Teens in the United States between the ages of 13 and 17 who have a Google Account can sign up for Search Labs this week to use the AI search experience on the Google app or Chrome desktop.
Hema Budaraju, senior director of product management at Google, stated in a blog post that “generative AI can help younger people ask questions that they couldn’t typically get answered by a search engine and pose follow-up questions to help them dig deeper.” We want to strike the correct balance when introducing this new technology to teenagers so that they can take advantage of all it offers while simultaneously prioritizing safety and addressing their developmental requirements. After consulting with researchers and specialists in teen development, we’ve incorporated extra safety measures into the experience.

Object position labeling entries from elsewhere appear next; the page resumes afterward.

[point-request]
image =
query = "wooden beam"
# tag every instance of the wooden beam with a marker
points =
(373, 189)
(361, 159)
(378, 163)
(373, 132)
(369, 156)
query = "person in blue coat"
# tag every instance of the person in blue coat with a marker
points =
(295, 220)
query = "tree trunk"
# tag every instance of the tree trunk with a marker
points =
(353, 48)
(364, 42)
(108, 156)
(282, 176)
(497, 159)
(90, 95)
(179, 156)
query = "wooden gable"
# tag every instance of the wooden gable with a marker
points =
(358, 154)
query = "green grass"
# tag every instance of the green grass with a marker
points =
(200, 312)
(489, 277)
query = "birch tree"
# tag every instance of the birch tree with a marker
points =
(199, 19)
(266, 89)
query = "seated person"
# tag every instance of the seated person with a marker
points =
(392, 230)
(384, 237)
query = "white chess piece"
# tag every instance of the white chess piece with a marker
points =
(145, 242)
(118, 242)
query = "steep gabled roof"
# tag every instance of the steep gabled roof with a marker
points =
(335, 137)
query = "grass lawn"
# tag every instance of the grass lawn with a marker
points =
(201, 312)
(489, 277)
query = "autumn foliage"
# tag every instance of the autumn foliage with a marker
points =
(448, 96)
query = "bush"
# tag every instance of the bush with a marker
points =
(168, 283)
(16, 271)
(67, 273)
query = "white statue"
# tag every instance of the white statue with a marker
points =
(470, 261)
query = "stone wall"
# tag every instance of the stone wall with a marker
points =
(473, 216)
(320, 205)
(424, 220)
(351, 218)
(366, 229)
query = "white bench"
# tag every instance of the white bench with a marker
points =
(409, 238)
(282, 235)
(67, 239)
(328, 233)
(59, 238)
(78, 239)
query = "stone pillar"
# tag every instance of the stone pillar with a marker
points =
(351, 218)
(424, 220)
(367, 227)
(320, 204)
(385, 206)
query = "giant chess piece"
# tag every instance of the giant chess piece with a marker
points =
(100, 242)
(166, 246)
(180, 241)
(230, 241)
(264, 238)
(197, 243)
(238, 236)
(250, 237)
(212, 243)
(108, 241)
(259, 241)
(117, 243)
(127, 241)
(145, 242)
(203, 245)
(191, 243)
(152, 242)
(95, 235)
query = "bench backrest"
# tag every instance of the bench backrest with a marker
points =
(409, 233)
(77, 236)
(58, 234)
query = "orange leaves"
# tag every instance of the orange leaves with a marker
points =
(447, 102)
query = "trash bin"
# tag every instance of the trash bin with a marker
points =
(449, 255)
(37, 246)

According to Budaraju, Google has guardrails to stop unsuitable or hazardous information from showing up. For instance, the corporation has strengthened controls for “outputs related to illegal or age-gated substances or bullying.”

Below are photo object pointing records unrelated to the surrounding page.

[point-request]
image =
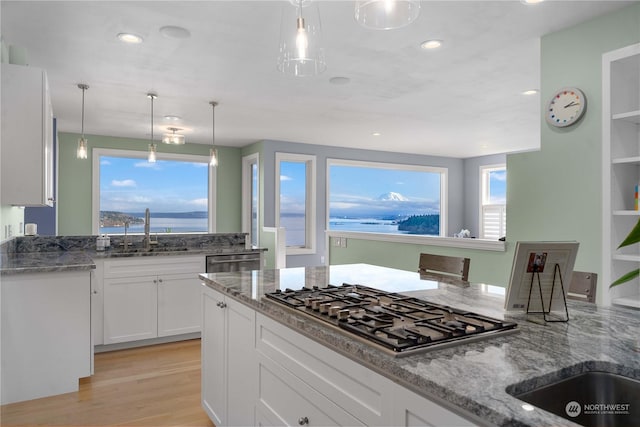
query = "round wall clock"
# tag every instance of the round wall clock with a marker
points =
(566, 107)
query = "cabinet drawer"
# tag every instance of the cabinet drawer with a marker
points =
(289, 401)
(152, 266)
(356, 389)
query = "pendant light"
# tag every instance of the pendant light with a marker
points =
(173, 138)
(386, 14)
(213, 152)
(152, 146)
(81, 152)
(301, 52)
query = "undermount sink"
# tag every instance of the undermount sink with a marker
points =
(593, 398)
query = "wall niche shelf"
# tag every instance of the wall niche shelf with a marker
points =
(620, 173)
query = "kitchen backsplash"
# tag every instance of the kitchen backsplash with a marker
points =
(83, 243)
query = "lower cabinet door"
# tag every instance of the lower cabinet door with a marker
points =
(241, 365)
(284, 399)
(179, 308)
(130, 309)
(214, 378)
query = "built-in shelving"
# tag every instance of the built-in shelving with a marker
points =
(620, 172)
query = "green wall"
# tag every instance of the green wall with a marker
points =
(554, 193)
(74, 181)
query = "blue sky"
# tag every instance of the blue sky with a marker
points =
(498, 187)
(357, 191)
(131, 185)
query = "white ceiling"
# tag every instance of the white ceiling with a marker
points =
(463, 100)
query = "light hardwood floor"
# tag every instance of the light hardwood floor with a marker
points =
(149, 386)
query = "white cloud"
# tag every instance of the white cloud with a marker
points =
(123, 183)
(146, 164)
(204, 203)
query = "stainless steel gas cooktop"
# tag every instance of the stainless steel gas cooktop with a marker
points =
(399, 324)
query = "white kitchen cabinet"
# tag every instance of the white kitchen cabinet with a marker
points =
(27, 135)
(130, 309)
(151, 297)
(621, 170)
(46, 334)
(257, 371)
(228, 360)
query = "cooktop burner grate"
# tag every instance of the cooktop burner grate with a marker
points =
(397, 323)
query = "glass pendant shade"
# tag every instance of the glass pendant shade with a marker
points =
(386, 14)
(173, 138)
(81, 153)
(301, 52)
(152, 153)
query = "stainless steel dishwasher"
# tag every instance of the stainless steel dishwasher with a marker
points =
(233, 262)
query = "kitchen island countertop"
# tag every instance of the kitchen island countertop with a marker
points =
(471, 377)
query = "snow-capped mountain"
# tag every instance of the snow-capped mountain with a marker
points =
(393, 196)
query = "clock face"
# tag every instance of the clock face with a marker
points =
(566, 107)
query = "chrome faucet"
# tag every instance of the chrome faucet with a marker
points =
(147, 224)
(125, 243)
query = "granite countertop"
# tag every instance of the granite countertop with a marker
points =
(45, 262)
(68, 253)
(473, 376)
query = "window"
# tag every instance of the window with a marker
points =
(295, 204)
(493, 218)
(384, 198)
(177, 189)
(250, 197)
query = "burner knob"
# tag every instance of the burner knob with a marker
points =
(343, 314)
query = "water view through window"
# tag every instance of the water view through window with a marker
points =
(393, 199)
(176, 193)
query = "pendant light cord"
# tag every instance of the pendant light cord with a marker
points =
(213, 123)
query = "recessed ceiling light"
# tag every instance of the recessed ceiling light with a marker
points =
(175, 32)
(339, 80)
(130, 38)
(431, 44)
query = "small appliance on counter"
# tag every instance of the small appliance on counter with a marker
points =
(30, 229)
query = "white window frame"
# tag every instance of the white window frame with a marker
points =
(247, 196)
(485, 206)
(134, 154)
(384, 237)
(310, 200)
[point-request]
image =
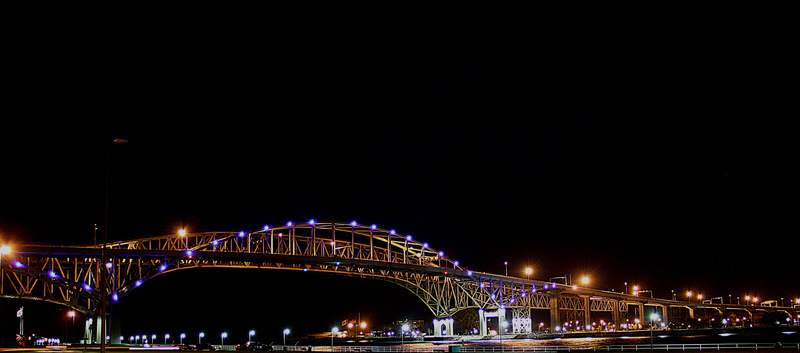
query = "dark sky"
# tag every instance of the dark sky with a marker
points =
(653, 149)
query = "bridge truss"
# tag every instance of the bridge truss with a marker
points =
(69, 275)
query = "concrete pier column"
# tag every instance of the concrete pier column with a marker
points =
(87, 330)
(443, 327)
(555, 313)
(482, 323)
(664, 314)
(587, 311)
(640, 315)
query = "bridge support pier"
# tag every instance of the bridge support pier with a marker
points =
(443, 327)
(87, 330)
(500, 314)
(555, 313)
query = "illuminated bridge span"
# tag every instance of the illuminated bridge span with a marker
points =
(69, 275)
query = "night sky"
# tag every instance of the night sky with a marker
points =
(650, 149)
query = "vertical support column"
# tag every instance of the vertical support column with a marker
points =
(98, 333)
(501, 316)
(482, 323)
(87, 330)
(587, 311)
(641, 313)
(555, 313)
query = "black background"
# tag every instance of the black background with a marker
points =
(652, 148)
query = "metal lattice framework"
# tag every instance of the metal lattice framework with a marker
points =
(68, 275)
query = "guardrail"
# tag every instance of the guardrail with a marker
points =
(598, 348)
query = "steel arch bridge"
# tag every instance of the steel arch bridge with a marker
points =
(69, 275)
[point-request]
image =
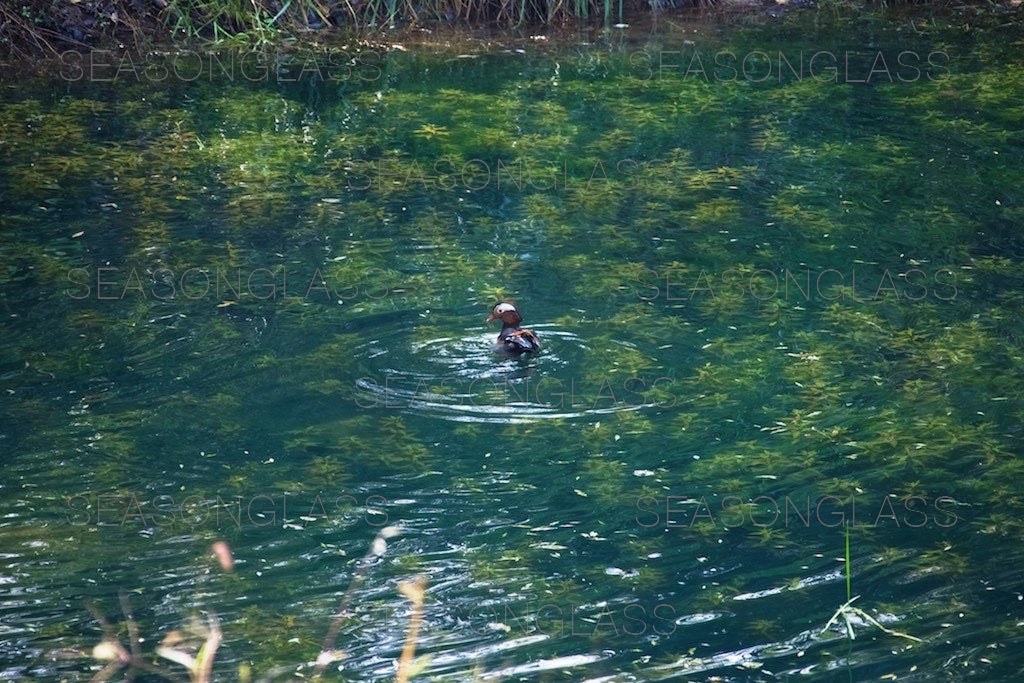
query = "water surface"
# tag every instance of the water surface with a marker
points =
(251, 309)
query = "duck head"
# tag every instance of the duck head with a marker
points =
(507, 313)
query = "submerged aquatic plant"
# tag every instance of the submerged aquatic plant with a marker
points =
(848, 612)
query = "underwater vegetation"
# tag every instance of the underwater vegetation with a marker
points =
(772, 312)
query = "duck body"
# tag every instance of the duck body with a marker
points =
(513, 339)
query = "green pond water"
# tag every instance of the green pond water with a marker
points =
(252, 309)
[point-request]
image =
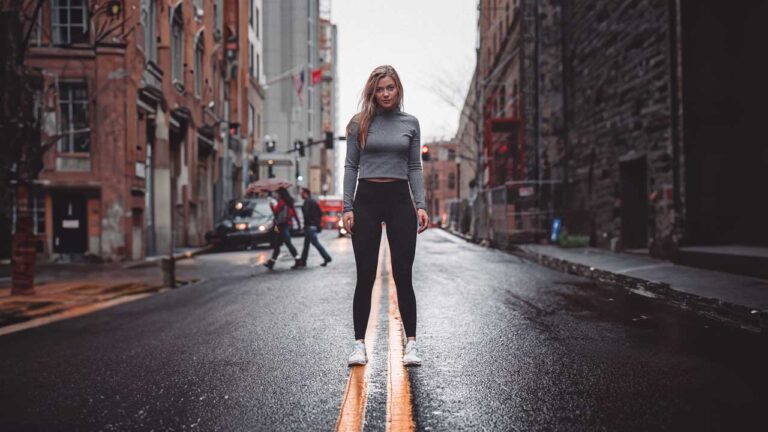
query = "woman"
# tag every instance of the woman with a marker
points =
(383, 160)
(284, 213)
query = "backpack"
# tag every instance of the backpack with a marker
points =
(282, 216)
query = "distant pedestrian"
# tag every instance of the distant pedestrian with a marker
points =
(284, 213)
(312, 225)
(381, 170)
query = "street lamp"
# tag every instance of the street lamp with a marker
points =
(458, 175)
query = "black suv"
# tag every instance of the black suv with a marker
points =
(247, 222)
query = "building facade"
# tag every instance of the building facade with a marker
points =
(620, 122)
(299, 112)
(136, 99)
(441, 182)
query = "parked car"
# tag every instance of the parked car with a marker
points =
(247, 222)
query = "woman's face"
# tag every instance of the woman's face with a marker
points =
(386, 93)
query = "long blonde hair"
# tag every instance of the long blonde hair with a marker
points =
(368, 101)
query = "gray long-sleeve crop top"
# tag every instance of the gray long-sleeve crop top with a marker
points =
(392, 150)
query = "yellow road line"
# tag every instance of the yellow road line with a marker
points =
(399, 398)
(352, 413)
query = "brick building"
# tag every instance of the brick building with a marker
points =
(441, 181)
(140, 98)
(634, 121)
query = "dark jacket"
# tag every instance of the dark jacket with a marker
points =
(311, 212)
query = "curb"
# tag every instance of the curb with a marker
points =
(731, 314)
(85, 308)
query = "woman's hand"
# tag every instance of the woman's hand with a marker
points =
(423, 220)
(349, 221)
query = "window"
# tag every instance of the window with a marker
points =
(177, 46)
(251, 120)
(251, 69)
(217, 20)
(199, 52)
(149, 23)
(69, 21)
(75, 128)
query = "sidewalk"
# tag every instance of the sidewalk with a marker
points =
(64, 290)
(738, 300)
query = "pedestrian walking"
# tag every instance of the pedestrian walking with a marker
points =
(381, 171)
(284, 213)
(310, 209)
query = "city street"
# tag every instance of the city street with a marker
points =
(507, 345)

Google says that after the launch of SGE, it has discovered that the experience is more prevalent among younger users. Hence the expansion to teenagers. According to Google, people between 18 and 24 have the most excellent satisfaction ratings since they tend to ask inquiries more casually.

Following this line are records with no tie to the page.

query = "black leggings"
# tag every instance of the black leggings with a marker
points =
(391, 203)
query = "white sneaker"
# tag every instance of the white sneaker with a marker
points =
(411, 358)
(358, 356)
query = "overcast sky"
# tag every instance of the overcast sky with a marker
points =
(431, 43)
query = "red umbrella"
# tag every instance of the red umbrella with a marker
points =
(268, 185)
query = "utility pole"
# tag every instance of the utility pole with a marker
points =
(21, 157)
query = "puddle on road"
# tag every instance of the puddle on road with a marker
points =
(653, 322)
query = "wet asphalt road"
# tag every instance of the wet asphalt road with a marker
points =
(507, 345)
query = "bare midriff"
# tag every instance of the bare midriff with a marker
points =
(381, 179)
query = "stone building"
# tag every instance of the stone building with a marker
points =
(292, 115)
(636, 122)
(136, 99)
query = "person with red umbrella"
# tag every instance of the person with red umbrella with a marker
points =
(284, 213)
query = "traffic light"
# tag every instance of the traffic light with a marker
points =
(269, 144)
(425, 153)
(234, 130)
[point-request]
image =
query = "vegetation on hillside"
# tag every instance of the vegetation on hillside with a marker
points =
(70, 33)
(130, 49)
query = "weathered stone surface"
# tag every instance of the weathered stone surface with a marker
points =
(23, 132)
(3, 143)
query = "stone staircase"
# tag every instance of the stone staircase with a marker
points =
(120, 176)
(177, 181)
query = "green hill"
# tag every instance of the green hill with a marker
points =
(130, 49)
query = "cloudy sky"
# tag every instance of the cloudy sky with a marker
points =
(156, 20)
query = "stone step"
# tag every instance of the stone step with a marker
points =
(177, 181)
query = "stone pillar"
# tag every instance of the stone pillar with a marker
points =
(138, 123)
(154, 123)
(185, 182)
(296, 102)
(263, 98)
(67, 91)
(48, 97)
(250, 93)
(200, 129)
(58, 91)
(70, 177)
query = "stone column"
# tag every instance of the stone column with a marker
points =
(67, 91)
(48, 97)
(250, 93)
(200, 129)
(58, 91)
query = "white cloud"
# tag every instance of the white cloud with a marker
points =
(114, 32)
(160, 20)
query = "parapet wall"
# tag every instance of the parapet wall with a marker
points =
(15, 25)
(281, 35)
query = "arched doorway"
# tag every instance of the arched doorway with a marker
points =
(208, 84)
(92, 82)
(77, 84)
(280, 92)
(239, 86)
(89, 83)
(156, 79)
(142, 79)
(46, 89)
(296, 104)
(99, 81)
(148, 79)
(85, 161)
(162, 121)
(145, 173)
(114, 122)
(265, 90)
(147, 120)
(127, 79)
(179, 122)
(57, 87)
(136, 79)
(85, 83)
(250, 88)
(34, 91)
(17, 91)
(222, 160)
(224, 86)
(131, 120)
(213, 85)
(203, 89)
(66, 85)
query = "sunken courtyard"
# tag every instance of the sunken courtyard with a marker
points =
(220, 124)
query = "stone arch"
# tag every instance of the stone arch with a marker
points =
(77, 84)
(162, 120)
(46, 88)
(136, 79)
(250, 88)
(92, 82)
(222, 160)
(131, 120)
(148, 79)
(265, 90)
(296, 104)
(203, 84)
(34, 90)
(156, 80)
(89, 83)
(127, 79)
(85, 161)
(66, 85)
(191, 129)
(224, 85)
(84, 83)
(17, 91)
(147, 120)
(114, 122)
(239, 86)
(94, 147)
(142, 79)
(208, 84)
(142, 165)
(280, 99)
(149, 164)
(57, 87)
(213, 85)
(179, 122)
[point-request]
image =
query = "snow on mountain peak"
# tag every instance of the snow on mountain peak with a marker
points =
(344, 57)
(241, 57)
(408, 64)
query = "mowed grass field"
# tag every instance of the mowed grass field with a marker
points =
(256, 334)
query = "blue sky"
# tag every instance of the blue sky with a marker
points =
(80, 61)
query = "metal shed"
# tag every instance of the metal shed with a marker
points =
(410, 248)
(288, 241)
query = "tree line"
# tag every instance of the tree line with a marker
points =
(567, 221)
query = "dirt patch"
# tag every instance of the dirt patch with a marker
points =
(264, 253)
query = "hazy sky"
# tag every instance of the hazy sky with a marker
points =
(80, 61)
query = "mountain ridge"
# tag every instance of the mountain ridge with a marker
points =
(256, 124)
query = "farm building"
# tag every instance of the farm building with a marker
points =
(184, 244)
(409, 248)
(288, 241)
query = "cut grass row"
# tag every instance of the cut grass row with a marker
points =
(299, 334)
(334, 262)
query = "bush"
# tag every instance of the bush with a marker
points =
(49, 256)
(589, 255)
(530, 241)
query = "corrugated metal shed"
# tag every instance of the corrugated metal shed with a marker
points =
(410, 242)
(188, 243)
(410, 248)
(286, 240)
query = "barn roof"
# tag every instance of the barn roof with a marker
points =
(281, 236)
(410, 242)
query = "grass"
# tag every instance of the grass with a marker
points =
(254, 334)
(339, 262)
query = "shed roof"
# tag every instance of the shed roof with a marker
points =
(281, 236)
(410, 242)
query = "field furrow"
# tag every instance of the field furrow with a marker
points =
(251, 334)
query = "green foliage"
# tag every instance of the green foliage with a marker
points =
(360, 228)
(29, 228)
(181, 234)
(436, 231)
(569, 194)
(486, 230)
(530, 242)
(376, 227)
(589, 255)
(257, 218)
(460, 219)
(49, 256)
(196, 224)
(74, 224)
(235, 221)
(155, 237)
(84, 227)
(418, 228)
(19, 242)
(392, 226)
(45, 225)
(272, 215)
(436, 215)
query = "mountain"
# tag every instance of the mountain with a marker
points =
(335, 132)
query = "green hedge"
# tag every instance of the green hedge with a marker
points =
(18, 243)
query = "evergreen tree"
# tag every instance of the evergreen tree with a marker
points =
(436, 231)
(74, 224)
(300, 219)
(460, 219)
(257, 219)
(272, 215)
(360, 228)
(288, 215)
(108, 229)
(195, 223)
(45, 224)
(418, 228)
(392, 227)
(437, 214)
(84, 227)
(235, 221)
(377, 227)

Google is launching a new tool to provide users with additional information about the content they see in addition to exposing the AI search experience to adolescents. The business enhances the AI search experience by including an “About this result” notification, which has long been in the default Google Search experience. According to Google, the alerts will explain how SGE produced the response so that consumers can better understand how the technology functions.
To help users learn more about the web pages supporting the data in AI-powered overviews, Google expects to shortly add “About this result” to the individual links in SGE answers.
The business claims it concentrates on delivering precise enhancements to the AI search experience. When a query contains an offensive or misleading premise, the AI-powered response may serve to validate the offensive or erroneous assertion; therefore, this is one area where it needs improvement. Even if the websites refer to trustworthy information, Google emphasizes that this can still occur.
To solve this issue, Google is releasing an update that will assist in training the AI model to more accurately identify these kinds of inflammatory or false premise searches and provide better, more accurate answers. The business is also developing methods to analyze its first draft responses to delicate questions using sophisticated language models, then rewrite them by standards for quality and safety.
With the help of new tools to deliver summaries and definitions, support for videos and images, local information, and trip suggestions, Google has spent the last several months upgrading the AI search experience. Ads that would display next to the AI-generated responses have also been tested.